Sonntag, 11. Mai 2008
frauen und männersport - gedanken zur em 2008
die traditionelle rolle der frau beim fußballgucken entspricht in etwa der des balljungen beim tennis: während der mann so wenigstens an den denkwürdigen spieltagen vorm fernseher im sessel sitzend seine alphatier-rolle ausüben kann, rennt frau von der küche ins wohnzimmer und von dort in den keller und dann wieder zurück, um in der urzeitlichen wurzelsammlerinnen-geste ihrem ruhenden mammutjäger chips und bier zu apportieren. während der balljunge so zu seinem taschengeld kommt, verdient sich frau so ein zustimmendes grunzen oder ein liebevolles "geh aus dem bild, so klein ist dein arsch leider nicht".

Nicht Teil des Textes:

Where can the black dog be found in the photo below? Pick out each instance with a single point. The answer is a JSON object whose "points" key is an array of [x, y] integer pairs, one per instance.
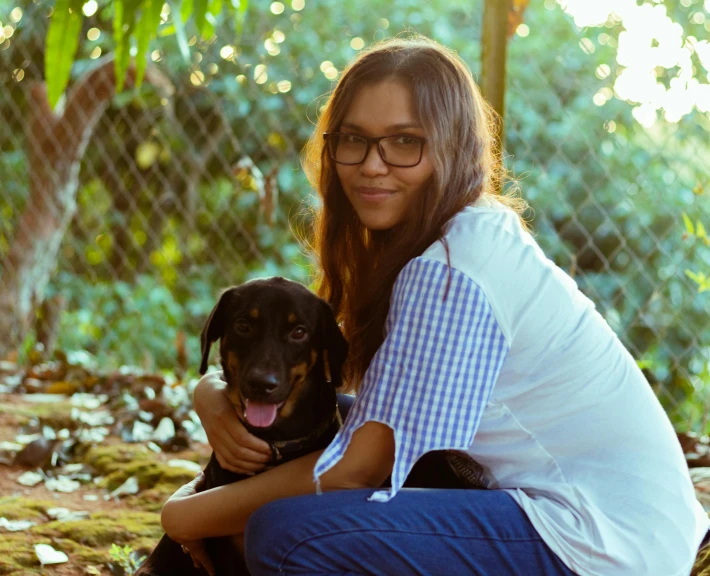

da wir aber mittlerweile alice schwarzer, die 68er und eine bundeskanzlerin hinter uns haben, kam es, wie es der lauf der zeit so wollte, zu einer erosion der alten kultur. frau von heute guckt meist genauso gerne fußball wie mann von gestern, wenn auch nicht zwangsweise biergurgelnd und gröhlend, sondern gegebenfalls andächtig dreinschauend und nägel feilend, für die pause die "brigitte" auf dem schoß. aber sie gucken, die frauen, das alleine zählt, und sie gucken vor allem ganz anders als männer.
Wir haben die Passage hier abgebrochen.